Immunomic Therapeutics, Inc. (ITI), a privately held, Maryland-based biotechnology company is proud to announce a travel fund for patients enrolled in a Phase II clinical study that employs their investigational LAMP-Vax™ technology to treat glioblastoma multiforme (GBM).
Although the study, “Vaccine Therapy for the Treatment of Newly Diagnosed Glioblastoma Multiforme (ATTAC-II),” is not formally sponsored by Immunomic, the Company is funding a program to bring brain tumor patients who may be eligible to enroll in the study to and from the trial sites, including at the University of Florida (UF) and Duke University (Duke) for the duration of their treatment. Enrollment for the study began in August 2016.

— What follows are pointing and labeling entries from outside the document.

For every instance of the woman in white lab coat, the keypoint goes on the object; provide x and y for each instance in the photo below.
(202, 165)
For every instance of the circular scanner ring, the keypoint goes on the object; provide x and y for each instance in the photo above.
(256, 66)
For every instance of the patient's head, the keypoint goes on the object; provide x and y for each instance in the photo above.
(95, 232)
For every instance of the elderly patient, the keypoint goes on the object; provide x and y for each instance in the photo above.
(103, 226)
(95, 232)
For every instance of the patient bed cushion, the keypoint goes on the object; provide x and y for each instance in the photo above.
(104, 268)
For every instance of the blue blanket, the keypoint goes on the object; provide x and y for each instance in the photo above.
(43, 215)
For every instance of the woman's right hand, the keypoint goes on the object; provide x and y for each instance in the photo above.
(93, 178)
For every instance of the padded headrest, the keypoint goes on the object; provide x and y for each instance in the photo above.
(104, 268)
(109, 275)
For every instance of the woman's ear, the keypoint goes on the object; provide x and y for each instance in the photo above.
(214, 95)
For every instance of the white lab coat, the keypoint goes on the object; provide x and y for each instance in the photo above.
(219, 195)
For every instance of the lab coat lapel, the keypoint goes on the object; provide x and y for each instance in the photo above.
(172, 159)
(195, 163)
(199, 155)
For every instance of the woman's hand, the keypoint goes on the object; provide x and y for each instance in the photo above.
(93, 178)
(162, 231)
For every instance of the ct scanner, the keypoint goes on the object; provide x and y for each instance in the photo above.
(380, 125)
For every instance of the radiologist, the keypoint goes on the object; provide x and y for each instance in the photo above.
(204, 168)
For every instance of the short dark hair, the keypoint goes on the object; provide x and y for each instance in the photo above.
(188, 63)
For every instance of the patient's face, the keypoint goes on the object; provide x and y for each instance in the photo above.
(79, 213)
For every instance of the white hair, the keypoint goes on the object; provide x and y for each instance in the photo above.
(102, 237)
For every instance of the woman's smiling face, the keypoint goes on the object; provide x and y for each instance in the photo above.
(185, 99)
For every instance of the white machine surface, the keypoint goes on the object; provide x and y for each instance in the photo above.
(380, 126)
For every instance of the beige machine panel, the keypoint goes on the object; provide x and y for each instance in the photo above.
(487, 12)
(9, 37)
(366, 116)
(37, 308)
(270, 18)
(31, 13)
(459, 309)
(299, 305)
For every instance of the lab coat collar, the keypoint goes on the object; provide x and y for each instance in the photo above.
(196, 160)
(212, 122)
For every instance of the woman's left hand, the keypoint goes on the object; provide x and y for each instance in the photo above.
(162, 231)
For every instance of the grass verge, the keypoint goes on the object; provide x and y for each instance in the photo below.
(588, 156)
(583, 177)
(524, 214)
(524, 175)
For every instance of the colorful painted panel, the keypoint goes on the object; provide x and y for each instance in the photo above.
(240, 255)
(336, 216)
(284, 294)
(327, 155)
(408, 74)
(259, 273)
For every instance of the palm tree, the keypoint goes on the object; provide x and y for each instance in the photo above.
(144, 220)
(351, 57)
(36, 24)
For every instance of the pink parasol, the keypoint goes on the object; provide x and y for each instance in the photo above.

The ATTAC II Study is a National Cancer Institute funded, Investigator Initiated clinical trial that will explore whether dendritic cell (DC) vaccines targeting the human CMV antigen pp65 expressed as fusion protein with LAMP-Vax technology improves survival of newly-diagnosed GBM patients. The technology utilized in the trial is part of a recently announced licensing agreement. The agreement combines Immunomic’s investigational LAMP-Vax, with a patented and proprietary CMV immunotherapy platform, developed at Duke University by Drs. Duane A. Mitchell and John H. Sampson and licensed to Annias Immunotherapeutics and now Immunomic Therapeutics, Inc. This approach could harness the body’s immune system to recognize, attack and destroy tumor cells that express CMV antigens, which are thought by some to be over-expressed in a variety of human cancers, including GBM.
Duane A. Mitchell, M.D., Ph.D., director of the UF Brain Tumor Immunotherapy Program and co-director of the Preston A. Wells, Jr. Center for Brain Tumor Therapy, is the study’s Principal Investigator. Sites for the study include University of Florida in Gainesville, with a referring site in Orlando, and a second site at Duke University, slated to open later this year.
“The travel fund will enable more GBM patients to receive this investigational treatment,” said Teri Heiland, Ph.D., Immunomic’s Senior Vice President of Research and Development. “We are proud to support such a cause and help patients and their families who are going through this process to have access to potential new therapeutic approaches.”